Terrified and exhausted, thousands flee feared imminent assault on Rafah

A vehicle with mattresses piled high on its roof
A vehicle is laden with mattresses as people flee the eastern parts of Rafah. Photograph: Hatem Khaled/Reuters

By mid-morning, overloaded trucks, carts and donkeys were filling the streets of Rafah. Under dark skies and a cold, unseasonable rain, thousands were setting out on a halting journey through crowded, rubble-strewn streets and sprawling tented camps.

The roof of at least one car was piled high with mattresses. Another had a wheelchair stowed in the boot. Children walked through rain-filled potholes and craters or sat on belongings gathered on battered trolleys.

Their destination was the coastal area about three miles away designated, according to the leaflets dropped by the Israeli military, as a safe zone.

Among those fleeing was Ruqaya Yahya Baba, 18, whose father had already set out to find a tent big enough for the family of 10. She and her relatives had loaded a battered pickup truck with bags and suitcases early in the morning.

Like all of those crowded into Gaza’s southernmost city, she feared that the long-threatened attack by the Israeli military was now imminent. “We are terrified and physically and mentally exhausted,” Baba said. “We have been displaced five times so far during this war.”

Her family had been on the move since being forced to flee the northern town of Beit Lahia in the early days of the conflict, which was triggered by a surprise attack in October launched by Hamas into southern Israel that killed 1,200 people, mostly civilians. Her most recent home was a very crowded house in eastern Rafah belonging to a family friend.
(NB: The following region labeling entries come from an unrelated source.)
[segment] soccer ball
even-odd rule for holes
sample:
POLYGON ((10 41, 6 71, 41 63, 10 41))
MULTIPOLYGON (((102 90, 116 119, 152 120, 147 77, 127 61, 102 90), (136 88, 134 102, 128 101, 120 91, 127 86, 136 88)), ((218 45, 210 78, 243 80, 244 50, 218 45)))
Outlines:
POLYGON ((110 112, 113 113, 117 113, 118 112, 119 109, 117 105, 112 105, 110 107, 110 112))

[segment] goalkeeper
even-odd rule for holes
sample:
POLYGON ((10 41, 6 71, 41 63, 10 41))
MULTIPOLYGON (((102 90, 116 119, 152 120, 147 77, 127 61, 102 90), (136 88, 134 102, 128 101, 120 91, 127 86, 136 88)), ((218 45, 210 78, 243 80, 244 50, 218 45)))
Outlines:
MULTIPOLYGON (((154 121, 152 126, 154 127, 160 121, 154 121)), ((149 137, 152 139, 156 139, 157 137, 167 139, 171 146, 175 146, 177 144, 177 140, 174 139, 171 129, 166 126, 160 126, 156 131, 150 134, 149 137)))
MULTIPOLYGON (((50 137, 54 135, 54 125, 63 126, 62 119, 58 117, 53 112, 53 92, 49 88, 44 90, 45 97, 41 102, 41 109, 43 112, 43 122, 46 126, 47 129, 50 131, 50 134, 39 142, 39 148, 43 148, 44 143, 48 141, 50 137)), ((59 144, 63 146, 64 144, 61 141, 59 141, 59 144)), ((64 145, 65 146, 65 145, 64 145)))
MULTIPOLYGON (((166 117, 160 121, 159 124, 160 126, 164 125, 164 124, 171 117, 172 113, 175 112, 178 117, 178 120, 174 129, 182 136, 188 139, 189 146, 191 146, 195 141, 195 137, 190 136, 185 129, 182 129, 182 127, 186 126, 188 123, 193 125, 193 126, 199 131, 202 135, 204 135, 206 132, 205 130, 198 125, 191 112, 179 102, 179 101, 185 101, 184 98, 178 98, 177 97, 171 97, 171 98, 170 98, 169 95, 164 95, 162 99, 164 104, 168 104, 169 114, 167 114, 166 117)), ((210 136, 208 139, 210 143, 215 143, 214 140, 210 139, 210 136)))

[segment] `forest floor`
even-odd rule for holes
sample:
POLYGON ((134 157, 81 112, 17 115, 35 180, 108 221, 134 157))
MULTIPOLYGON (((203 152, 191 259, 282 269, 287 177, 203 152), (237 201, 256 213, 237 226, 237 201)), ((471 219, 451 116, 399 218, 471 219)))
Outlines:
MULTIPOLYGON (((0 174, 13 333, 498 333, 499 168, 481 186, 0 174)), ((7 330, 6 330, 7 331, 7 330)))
The previous night had been “horrible and fearful”, she said. “Our neighbourhood was being showered by bombs … from dusk to dawn.”

She added: “I lost my mother and brother in the 2008 war [between Israel and Hamas in Gaza] and I am afraid that I could lose more of family members, my relatives or friends in this war.”

Gaza authorities said Israeli airstrikes on Rafah overnight and on Monday morning killed at least 26 people. In all, more than 34,500 have died in Gaza since the beginning of the Israeli military offensive, mostly women and children.

The Israeli military said it had targeted a group of armed men and the site from where a mortar barrage had been fired on Sunday. That attack had killed four Israeli soldiers.

Abdullah Abu Heish, 45, said he was fleeing with his family to the house of a relative in a western neighbourhood of Rafah.

“The Israeli army warned us to evacuate our area. We will try to take the luggage as soon as possible. We are trying to escape death [but] leaving possessions and memories behind that could be wiped out at any moment,” he said.

“We are very frustrated because we were expecting the world to protect us and prevent this [offensive], but unfortunately it is happening now.”

Rafah is now home to about a million people displaced from elsewhere in Gaza during the war, as well as a prewar population of 300,000, and is a key logistics hub for the humanitarian effort in the territory. International powers including the US have sought to dissuade Israel from launching an attack into the city.

Hanah Saleh, 40, who had already been displaced from Tal al-Zaatar in northern Gaza to Rafah, said: “We are very scared and afraid because it’s not easy to move from one place to another, from displacement to displacement.”

Many residents were reluctant to move to the designated humanitarian zone of al-Mawasi. Abdul Rahman Abu Jazar, 36, said he and 12 family members had reached al-Mawasi to find it was already packed.

“It does not have enough room for us to make tents because they are [already] full of displaced people … Where can we go? We do not know,” he said.

Many in Rafah cannot move elderly or very ill relatives who might not survive the harsh conditions in al-Mawasi, a sandy area that has few amenities and has been repeatedly bombed. Intermittent communications access in Rafah, constant power outages, scarce fuel and a shortage of cash make organising any evacuation very difficult.

Sami Abu Rumi, 45, said he would try to host relatives living in east Rafah in his small apartment in west Rafah. Al-Mawasi was “already overcrowded and lacks necessary infrastructure and services to house this increasing number of displaced people”, he said.

Israeli officials say they need to send troops into Rafah to destroy four battalions of Hamas fighters and capture or kill key leaders hiding in tunnels under the city. They accuse Hamas of using civilians, including hostages, as human shields – a charge the Islamist organisation denies.

“This is an evacuation plan to get people out of harm’s way,” an Israeli military spokesperson said. “This is limited in scope and not a wide-scale evacuation of Rafah.”

Hamas said in statement that Palestinian militant groups, led by its military wing, the Qassam Brigades, were “ready to defend our people and defeat the enemy”.